A base justification for the loss of this baby could be that this child will never reproduce and therefore not move the species ahead. But that is not fair, and I know it. It may, however, be a good argument for name-calling such a termination “eugenics” as Hitler saw it. These are the accusations posted online that I have made myself read, on several occasions. I know how angry (mostly religious) people are at me for having done what I did. Many with Down Syndrome relatives view my act as a statement that their loved one’s life has no value. They write how much love, kindness, understanding, unselfishness, and ability (including speaking two languages) their loved one expresses, and are bewildered (more like infuriated) at someone’s denial of such a pure existence. Of course, the over 90% of people who have chosen termination after genetic testing won’t write about it. I have read very few statements and they are heart-breaking, too.

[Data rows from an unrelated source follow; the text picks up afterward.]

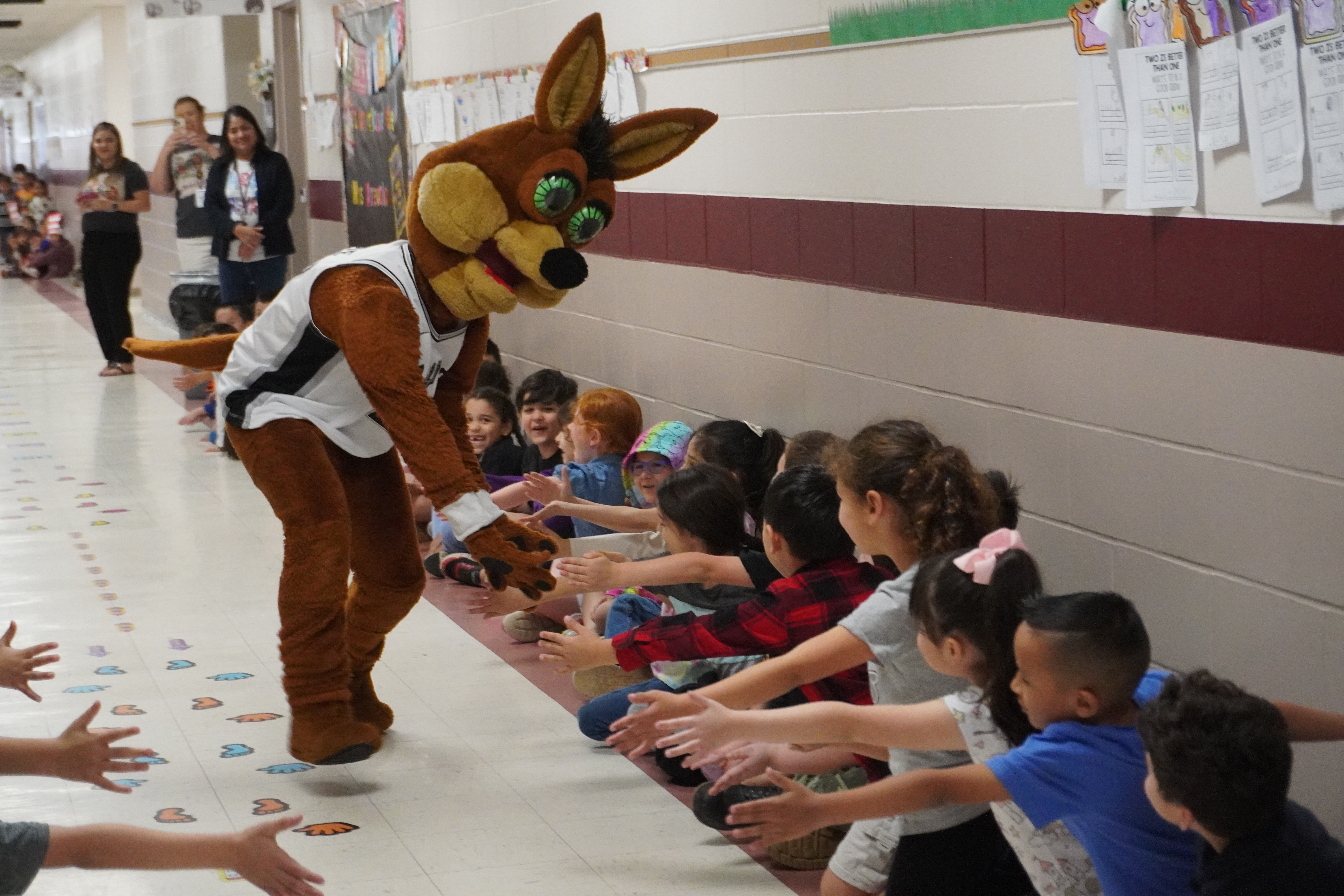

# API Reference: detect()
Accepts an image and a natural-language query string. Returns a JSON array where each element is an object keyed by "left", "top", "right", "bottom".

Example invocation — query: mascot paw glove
[{"left": 462, "top": 517, "right": 556, "bottom": 601}]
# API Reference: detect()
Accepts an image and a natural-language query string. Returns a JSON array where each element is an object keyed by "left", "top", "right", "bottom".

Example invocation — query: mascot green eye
[
  {"left": 569, "top": 204, "right": 606, "bottom": 244},
  {"left": 532, "top": 171, "right": 579, "bottom": 218}
]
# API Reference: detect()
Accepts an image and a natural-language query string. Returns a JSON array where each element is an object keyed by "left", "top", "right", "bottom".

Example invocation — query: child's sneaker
[{"left": 438, "top": 552, "right": 485, "bottom": 588}]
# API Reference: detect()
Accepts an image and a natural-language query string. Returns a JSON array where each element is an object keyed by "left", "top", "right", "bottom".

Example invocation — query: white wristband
[{"left": 438, "top": 490, "right": 504, "bottom": 539}]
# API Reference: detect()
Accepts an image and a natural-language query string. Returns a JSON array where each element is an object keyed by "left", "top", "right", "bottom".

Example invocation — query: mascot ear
[
  {"left": 610, "top": 109, "right": 719, "bottom": 180},
  {"left": 536, "top": 12, "right": 606, "bottom": 133}
]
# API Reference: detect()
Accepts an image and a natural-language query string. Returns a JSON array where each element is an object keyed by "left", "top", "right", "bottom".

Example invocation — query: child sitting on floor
[
  {"left": 1138, "top": 669, "right": 1344, "bottom": 896},
  {"left": 659, "top": 532, "right": 1101, "bottom": 896},
  {"left": 465, "top": 386, "right": 523, "bottom": 476},
  {"left": 728, "top": 592, "right": 1344, "bottom": 896},
  {"left": 516, "top": 368, "right": 579, "bottom": 473}
]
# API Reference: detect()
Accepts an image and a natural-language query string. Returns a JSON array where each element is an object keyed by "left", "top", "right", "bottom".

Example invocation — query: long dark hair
[
  {"left": 219, "top": 106, "right": 270, "bottom": 164},
  {"left": 691, "top": 420, "right": 786, "bottom": 531},
  {"left": 836, "top": 420, "right": 1000, "bottom": 558},
  {"left": 659, "top": 463, "right": 747, "bottom": 556},
  {"left": 87, "top": 121, "right": 130, "bottom": 179},
  {"left": 910, "top": 548, "right": 1040, "bottom": 747}
]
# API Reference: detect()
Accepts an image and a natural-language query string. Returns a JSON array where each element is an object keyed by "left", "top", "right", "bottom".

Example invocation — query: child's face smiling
[
  {"left": 519, "top": 402, "right": 560, "bottom": 454},
  {"left": 466, "top": 398, "right": 511, "bottom": 454}
]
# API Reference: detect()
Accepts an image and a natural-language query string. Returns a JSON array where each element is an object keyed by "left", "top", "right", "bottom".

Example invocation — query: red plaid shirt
[{"left": 612, "top": 558, "right": 892, "bottom": 704}]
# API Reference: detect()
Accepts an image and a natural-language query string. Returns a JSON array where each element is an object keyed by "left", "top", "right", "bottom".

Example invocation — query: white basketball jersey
[{"left": 215, "top": 240, "right": 466, "bottom": 457}]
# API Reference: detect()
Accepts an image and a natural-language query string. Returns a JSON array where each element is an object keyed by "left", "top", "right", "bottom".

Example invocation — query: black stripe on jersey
[{"left": 224, "top": 321, "right": 340, "bottom": 427}]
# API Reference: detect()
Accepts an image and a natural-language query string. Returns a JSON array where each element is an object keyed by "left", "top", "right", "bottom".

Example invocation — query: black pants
[
  {"left": 79, "top": 231, "right": 140, "bottom": 364},
  {"left": 887, "top": 811, "right": 1035, "bottom": 896}
]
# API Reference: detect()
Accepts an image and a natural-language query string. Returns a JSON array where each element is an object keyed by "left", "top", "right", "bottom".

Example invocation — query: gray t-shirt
[
  {"left": 0, "top": 821, "right": 48, "bottom": 896},
  {"left": 840, "top": 564, "right": 989, "bottom": 834}
]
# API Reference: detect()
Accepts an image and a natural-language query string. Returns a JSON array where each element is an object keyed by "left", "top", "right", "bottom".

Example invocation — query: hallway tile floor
[{"left": 0, "top": 281, "right": 792, "bottom": 896}]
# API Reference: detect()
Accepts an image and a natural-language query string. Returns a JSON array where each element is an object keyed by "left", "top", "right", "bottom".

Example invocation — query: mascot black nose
[{"left": 542, "top": 248, "right": 587, "bottom": 289}]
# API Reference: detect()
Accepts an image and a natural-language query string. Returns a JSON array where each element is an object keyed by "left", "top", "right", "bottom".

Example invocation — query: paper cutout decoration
[
  {"left": 1293, "top": 0, "right": 1344, "bottom": 44},
  {"left": 1068, "top": 0, "right": 1109, "bottom": 56}
]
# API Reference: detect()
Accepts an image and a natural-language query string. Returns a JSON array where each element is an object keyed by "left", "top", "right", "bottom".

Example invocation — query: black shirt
[
  {"left": 79, "top": 159, "right": 149, "bottom": 234},
  {"left": 1193, "top": 799, "right": 1344, "bottom": 896},
  {"left": 523, "top": 442, "right": 563, "bottom": 473},
  {"left": 168, "top": 134, "right": 222, "bottom": 239},
  {"left": 477, "top": 435, "right": 523, "bottom": 476}
]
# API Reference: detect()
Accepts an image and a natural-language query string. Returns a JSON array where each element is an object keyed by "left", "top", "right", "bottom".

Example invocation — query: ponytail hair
[
  {"left": 910, "top": 548, "right": 1042, "bottom": 747},
  {"left": 692, "top": 420, "right": 786, "bottom": 531},
  {"left": 836, "top": 420, "right": 999, "bottom": 558},
  {"left": 659, "top": 463, "right": 750, "bottom": 556}
]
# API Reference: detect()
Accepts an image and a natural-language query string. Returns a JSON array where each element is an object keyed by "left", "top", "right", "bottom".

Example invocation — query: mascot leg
[
  {"left": 329, "top": 451, "right": 425, "bottom": 731},
  {"left": 228, "top": 420, "right": 384, "bottom": 764}
]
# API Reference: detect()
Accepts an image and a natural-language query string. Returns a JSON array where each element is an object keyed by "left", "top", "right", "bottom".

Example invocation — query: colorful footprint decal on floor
[
  {"left": 257, "top": 762, "right": 317, "bottom": 775},
  {"left": 294, "top": 821, "right": 359, "bottom": 837},
  {"left": 253, "top": 797, "right": 289, "bottom": 815}
]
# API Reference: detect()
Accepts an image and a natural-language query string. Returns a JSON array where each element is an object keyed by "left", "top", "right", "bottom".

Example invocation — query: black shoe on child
[
  {"left": 439, "top": 554, "right": 485, "bottom": 588},
  {"left": 691, "top": 783, "right": 784, "bottom": 830},
  {"left": 425, "top": 551, "right": 444, "bottom": 579}
]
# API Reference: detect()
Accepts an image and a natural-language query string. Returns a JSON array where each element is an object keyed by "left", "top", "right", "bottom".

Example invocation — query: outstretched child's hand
[
  {"left": 523, "top": 466, "right": 574, "bottom": 504},
  {"left": 538, "top": 617, "right": 616, "bottom": 672},
  {"left": 728, "top": 768, "right": 829, "bottom": 846},
  {"left": 43, "top": 701, "right": 155, "bottom": 794},
  {"left": 233, "top": 815, "right": 324, "bottom": 896},
  {"left": 655, "top": 690, "right": 746, "bottom": 768},
  {"left": 0, "top": 622, "right": 60, "bottom": 702}
]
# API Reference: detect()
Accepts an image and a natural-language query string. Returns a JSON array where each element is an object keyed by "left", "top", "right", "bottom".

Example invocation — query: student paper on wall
[
  {"left": 1118, "top": 43, "right": 1199, "bottom": 208},
  {"left": 1298, "top": 35, "right": 1344, "bottom": 211},
  {"left": 1068, "top": 0, "right": 1128, "bottom": 190},
  {"left": 1176, "top": 0, "right": 1242, "bottom": 152},
  {"left": 1236, "top": 10, "right": 1304, "bottom": 203}
]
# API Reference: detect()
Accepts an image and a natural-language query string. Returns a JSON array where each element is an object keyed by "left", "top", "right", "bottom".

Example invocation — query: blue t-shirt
[
  {"left": 551, "top": 454, "right": 625, "bottom": 537},
  {"left": 985, "top": 669, "right": 1199, "bottom": 896}
]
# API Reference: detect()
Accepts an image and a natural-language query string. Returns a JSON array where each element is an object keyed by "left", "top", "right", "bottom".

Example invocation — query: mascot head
[{"left": 407, "top": 13, "right": 718, "bottom": 320}]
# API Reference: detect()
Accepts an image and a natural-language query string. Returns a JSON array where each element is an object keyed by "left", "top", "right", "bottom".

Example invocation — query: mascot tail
[{"left": 121, "top": 333, "right": 238, "bottom": 372}]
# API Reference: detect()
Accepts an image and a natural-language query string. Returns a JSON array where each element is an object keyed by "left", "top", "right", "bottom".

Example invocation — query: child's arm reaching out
[
  {"left": 656, "top": 690, "right": 966, "bottom": 756},
  {"left": 728, "top": 766, "right": 1012, "bottom": 845},
  {"left": 0, "top": 702, "right": 153, "bottom": 794},
  {"left": 42, "top": 815, "right": 323, "bottom": 896}
]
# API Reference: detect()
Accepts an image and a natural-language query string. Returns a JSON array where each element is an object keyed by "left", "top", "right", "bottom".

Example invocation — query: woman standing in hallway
[
  {"left": 149, "top": 97, "right": 222, "bottom": 274},
  {"left": 75, "top": 121, "right": 149, "bottom": 376},
  {"left": 206, "top": 106, "right": 294, "bottom": 314}
]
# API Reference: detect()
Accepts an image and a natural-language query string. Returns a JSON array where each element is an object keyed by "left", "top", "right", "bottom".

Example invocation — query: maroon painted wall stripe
[
  {"left": 308, "top": 180, "right": 345, "bottom": 220},
  {"left": 590, "top": 194, "right": 1344, "bottom": 355}
]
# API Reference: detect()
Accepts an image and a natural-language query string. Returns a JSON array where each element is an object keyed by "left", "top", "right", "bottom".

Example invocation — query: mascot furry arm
[{"left": 126, "top": 15, "right": 718, "bottom": 601}]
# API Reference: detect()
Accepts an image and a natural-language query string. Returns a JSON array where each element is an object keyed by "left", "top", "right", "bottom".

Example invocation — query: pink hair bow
[{"left": 953, "top": 529, "right": 1027, "bottom": 584}]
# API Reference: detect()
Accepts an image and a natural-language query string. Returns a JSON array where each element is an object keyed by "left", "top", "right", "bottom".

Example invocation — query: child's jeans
[
  {"left": 579, "top": 678, "right": 672, "bottom": 740},
  {"left": 602, "top": 594, "right": 663, "bottom": 638}
]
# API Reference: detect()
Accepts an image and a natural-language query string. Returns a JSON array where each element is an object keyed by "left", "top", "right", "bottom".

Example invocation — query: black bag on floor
[{"left": 168, "top": 283, "right": 219, "bottom": 338}]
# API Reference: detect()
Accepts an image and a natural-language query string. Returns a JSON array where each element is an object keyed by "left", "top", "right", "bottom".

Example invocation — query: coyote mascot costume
[{"left": 126, "top": 15, "right": 716, "bottom": 764}]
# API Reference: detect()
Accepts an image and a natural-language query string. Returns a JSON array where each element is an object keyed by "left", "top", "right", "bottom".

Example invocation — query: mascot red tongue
[{"left": 126, "top": 15, "right": 716, "bottom": 764}]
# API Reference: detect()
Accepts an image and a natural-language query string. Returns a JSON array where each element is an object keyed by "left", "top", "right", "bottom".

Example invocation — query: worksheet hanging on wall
[
  {"left": 1117, "top": 0, "right": 1199, "bottom": 208},
  {"left": 1297, "top": 0, "right": 1344, "bottom": 211},
  {"left": 1176, "top": 0, "right": 1242, "bottom": 152},
  {"left": 336, "top": 0, "right": 410, "bottom": 246},
  {"left": 1068, "top": 0, "right": 1128, "bottom": 190},
  {"left": 1236, "top": 0, "right": 1304, "bottom": 203}
]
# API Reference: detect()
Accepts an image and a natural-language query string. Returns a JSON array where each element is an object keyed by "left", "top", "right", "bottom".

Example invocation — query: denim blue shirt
[{"left": 567, "top": 454, "right": 625, "bottom": 537}]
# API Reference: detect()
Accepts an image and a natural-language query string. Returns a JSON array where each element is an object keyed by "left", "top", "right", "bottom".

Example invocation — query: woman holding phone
[
  {"left": 75, "top": 121, "right": 149, "bottom": 376},
  {"left": 206, "top": 106, "right": 294, "bottom": 316},
  {"left": 149, "top": 97, "right": 220, "bottom": 274}
]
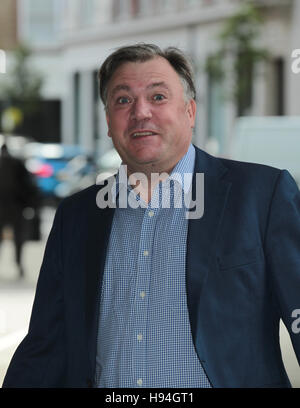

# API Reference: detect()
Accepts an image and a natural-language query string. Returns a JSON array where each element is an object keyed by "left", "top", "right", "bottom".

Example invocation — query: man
[
  {"left": 4, "top": 44, "right": 300, "bottom": 387},
  {"left": 0, "top": 144, "right": 40, "bottom": 278}
]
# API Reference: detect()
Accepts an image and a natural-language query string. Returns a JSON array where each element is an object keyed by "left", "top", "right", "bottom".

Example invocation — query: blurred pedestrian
[{"left": 0, "top": 143, "right": 39, "bottom": 278}]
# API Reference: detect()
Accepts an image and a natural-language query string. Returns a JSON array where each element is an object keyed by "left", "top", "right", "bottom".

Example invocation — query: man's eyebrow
[
  {"left": 147, "top": 82, "right": 169, "bottom": 90},
  {"left": 111, "top": 84, "right": 131, "bottom": 96}
]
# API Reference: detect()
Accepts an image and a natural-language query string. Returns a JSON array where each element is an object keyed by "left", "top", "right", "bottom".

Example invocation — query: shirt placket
[{"left": 132, "top": 190, "right": 158, "bottom": 387}]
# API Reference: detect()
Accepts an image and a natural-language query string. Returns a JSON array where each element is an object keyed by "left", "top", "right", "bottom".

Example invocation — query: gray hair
[{"left": 98, "top": 43, "right": 196, "bottom": 108}]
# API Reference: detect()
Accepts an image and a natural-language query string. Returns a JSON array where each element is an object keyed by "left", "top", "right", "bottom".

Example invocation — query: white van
[{"left": 229, "top": 116, "right": 300, "bottom": 186}]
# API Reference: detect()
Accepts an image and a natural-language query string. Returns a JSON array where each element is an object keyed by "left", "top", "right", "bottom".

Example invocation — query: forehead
[{"left": 108, "top": 57, "right": 182, "bottom": 91}]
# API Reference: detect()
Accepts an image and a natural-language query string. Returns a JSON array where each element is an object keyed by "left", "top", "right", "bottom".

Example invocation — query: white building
[{"left": 18, "top": 0, "right": 300, "bottom": 154}]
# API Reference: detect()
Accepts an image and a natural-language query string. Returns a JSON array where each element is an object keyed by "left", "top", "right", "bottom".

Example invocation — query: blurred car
[
  {"left": 96, "top": 148, "right": 122, "bottom": 184},
  {"left": 25, "top": 143, "right": 96, "bottom": 201},
  {"left": 229, "top": 116, "right": 300, "bottom": 186},
  {"left": 0, "top": 134, "right": 32, "bottom": 160}
]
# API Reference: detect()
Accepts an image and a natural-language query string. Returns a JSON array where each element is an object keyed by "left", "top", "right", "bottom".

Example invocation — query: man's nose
[{"left": 131, "top": 98, "right": 152, "bottom": 120}]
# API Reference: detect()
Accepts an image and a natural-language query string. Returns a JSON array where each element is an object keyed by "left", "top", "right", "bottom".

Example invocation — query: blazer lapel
[
  {"left": 186, "top": 148, "right": 231, "bottom": 346},
  {"left": 85, "top": 187, "right": 114, "bottom": 373}
]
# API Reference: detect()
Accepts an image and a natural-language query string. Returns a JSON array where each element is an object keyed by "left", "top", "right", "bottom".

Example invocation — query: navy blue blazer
[{"left": 3, "top": 148, "right": 300, "bottom": 387}]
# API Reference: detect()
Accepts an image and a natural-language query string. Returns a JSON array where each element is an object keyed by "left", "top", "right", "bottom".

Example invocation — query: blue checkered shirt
[{"left": 95, "top": 145, "right": 211, "bottom": 388}]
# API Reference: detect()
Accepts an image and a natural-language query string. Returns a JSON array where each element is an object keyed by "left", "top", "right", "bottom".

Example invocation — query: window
[
  {"left": 26, "top": 0, "right": 56, "bottom": 44},
  {"left": 79, "top": 0, "right": 95, "bottom": 26}
]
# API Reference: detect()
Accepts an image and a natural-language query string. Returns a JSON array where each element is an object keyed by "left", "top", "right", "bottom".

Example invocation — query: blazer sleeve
[
  {"left": 265, "top": 170, "right": 300, "bottom": 365},
  {"left": 3, "top": 207, "right": 66, "bottom": 388}
]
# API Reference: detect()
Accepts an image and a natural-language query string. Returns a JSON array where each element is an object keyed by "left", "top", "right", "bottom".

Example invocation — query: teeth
[{"left": 133, "top": 132, "right": 154, "bottom": 137}]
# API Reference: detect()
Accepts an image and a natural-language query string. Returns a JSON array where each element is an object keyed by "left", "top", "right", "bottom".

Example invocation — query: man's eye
[
  {"left": 153, "top": 94, "right": 165, "bottom": 101},
  {"left": 117, "top": 96, "right": 129, "bottom": 105}
]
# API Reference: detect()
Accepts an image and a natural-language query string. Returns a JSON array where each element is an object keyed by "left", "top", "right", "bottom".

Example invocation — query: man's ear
[{"left": 187, "top": 99, "right": 197, "bottom": 128}]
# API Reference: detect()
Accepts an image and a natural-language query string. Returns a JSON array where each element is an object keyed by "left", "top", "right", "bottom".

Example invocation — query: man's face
[{"left": 106, "top": 57, "right": 196, "bottom": 172}]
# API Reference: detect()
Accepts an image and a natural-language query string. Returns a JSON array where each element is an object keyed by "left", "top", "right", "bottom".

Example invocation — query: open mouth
[{"left": 131, "top": 131, "right": 157, "bottom": 139}]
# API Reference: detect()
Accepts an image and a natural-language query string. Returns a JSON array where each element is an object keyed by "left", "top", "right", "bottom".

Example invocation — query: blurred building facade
[
  {"left": 0, "top": 0, "right": 17, "bottom": 50},
  {"left": 11, "top": 0, "right": 300, "bottom": 154}
]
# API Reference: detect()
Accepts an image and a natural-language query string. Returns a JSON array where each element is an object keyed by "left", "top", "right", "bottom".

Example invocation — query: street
[
  {"left": 0, "top": 207, "right": 55, "bottom": 385},
  {"left": 0, "top": 207, "right": 300, "bottom": 388}
]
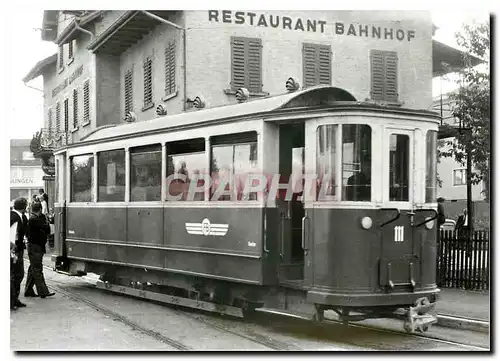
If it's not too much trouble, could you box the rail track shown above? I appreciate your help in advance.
[38,260,490,352]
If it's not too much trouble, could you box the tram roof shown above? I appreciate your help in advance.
[82,85,356,142]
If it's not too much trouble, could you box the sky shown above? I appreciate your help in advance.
[3,8,489,139]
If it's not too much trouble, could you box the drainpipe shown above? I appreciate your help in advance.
[140,10,187,111]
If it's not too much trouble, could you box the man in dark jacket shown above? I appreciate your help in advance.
[24,203,55,298]
[10,198,28,309]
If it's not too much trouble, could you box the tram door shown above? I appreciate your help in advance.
[278,123,305,281]
[380,129,421,290]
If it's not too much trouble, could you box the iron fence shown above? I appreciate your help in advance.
[436,230,490,290]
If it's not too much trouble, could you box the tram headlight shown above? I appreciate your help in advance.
[361,217,373,229]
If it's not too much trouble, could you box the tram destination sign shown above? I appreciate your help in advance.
[208,10,415,42]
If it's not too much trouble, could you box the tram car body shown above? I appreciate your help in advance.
[52,86,439,331]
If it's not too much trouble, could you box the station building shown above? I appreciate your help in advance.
[24,10,472,202]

You will be hard-pressed to find the stories about families and extended families that have been destroyed emotionally, structurally and financially because of a Down Syndrome child. You will only hear this through candid conversations.
I question and re-question if, above all, we did deny a magnificent gift. I imagine a child with not only severe intellectual but physical disabilities, some of which will never change, some which demand constant medical attention. I think about the soul inside of that body. I contemplate survival. And even though I have read about Down Syndrome children who also suffer from mental illness and are violent and angry, most Down Syndrome children do seem to have a loving, sweet, guileless nature (although, interestingly enough, I have never known a person with Down Syndrome, and if I were to raise such a child wouldn’t I have had some kind of opportunity for familiarity beforehand, some kind of comforting and reassuring sign?). I have heard Down Syndrome people described as missing any hateful, deceptive, or cruel genes. But, then again, if there is a basic instinct for survival, no matter what the intellectual level, wouldn’t such a vulnerable and dependent person have to offer some kind of incentive for its own survival?
If souls can attach and detach itself from the physical body, I may be able to meet Coco one day, her soul inhabited by another body. This is the best that I can hope for. I don’t think there will ever be a day that I don’t think of her, and wonder. But if I don’t move forward, then I might as well not have survived either.